It’s all about communication. And if your communication is rubbish, Karen Tang, head of sales, customer success and support at Prezi, is here to help with some handy hints.
Research from Forrester in 2015 revealed that 30 per cent of B2B buyers made half of their purchases online. With that number set to hit 56 per cent in 2017, there’s a clear need for businesses to adapt to new buying behaviours. While there’s a myriad of advice on how to do this, all signs seem to point to one crucial step: aligning sales and marketing departments.
An alignment strategy can be difficult, but not impossible. Here are the top actions businesses can take to get their sales and marketing teams to understand each other and work in unison.
Stop sending mixed messages
Marketers and salespeople are often individually focused, doing whatever it takes to reach their goals at the month’s end. While this resourceful approach is often admired, it can also put the business in danger of sending so many inconsistent messages that it backfires on the company. If a salesperson and marketing rep never communicate, but they are trying to land the same sale, you can bet that unnecessary emails will be building up.
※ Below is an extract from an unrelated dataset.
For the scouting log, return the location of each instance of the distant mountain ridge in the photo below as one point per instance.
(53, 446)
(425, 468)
Prospects who are given mixed messages can only be expected to have one reaction — mixed feelings. To ensure all products and services are spoken about in the same way, your business should create a master company overview. This document should be appropriately designed, easily accessible and include all relevant customer information about products and services, along with sales and marketing processes, to ensure that your teams are on the same page.
Tell a relevant, compelling story
Pulling content together and defining it is one thing, talking about it is another. Sales and marketing teams will need to know how and when to share information when drawing from the same hub.
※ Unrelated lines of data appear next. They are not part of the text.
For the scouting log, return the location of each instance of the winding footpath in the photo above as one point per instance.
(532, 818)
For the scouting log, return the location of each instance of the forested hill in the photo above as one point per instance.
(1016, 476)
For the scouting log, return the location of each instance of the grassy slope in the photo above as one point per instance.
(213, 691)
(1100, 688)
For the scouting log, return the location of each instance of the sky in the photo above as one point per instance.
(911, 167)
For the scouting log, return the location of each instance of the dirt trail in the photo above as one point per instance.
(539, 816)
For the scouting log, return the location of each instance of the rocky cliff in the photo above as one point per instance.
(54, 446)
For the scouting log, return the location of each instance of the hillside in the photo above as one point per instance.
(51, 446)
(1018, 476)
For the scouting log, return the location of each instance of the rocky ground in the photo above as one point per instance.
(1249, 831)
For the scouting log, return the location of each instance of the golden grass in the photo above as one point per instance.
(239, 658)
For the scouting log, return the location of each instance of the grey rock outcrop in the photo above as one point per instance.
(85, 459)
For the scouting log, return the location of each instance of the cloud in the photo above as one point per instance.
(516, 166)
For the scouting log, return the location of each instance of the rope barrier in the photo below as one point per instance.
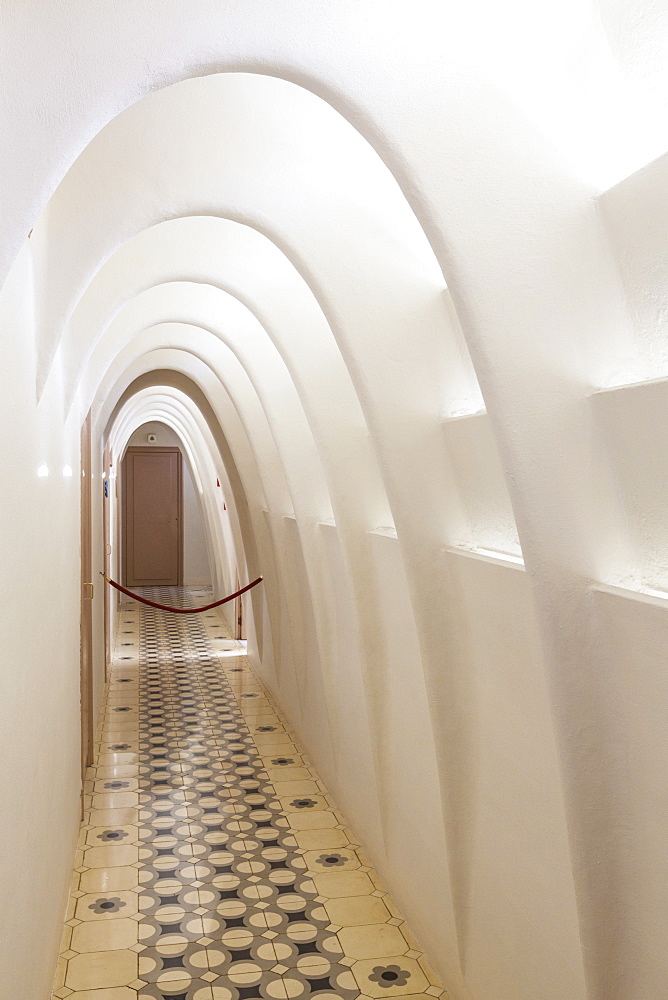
(180, 611)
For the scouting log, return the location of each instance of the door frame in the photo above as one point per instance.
(87, 592)
(151, 450)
When communicating with new business leads, it helps to tell a story, rather than just listing products and features. To help your teams communicate with prospects effectively, focus on creating interesting narratives out of customer stories. With this information readily available, your teams can tell relevant stories, about how a customer had similar pain points to the prospect in question, before seeking to remedy them.
Encouraging storytelling in your business creates a natural convergence between teams, as both sales and marketing will depend on each other to provide the complete picture. To ensure that your team remembers narratives clearly, try using visuals in your overview to aid memory recall.
Your company might have a brilliant, comprehensive overview available to your staff. But if it’s not easily discoverable, then what good is it?
Misunderstandings around how much information is available within a business can be a common problem for companies whose departments don’t communicate. Leaders and executives can combat this dilemma, by pushing education, running training sessions and taking the time to coach employees. This way, teams will come together naturally over shared knowledge.
But, don’t let your staff become complacent or slip back into old behaviours. Share new insights as they come through, and make sure you’re doing it in an interesting way.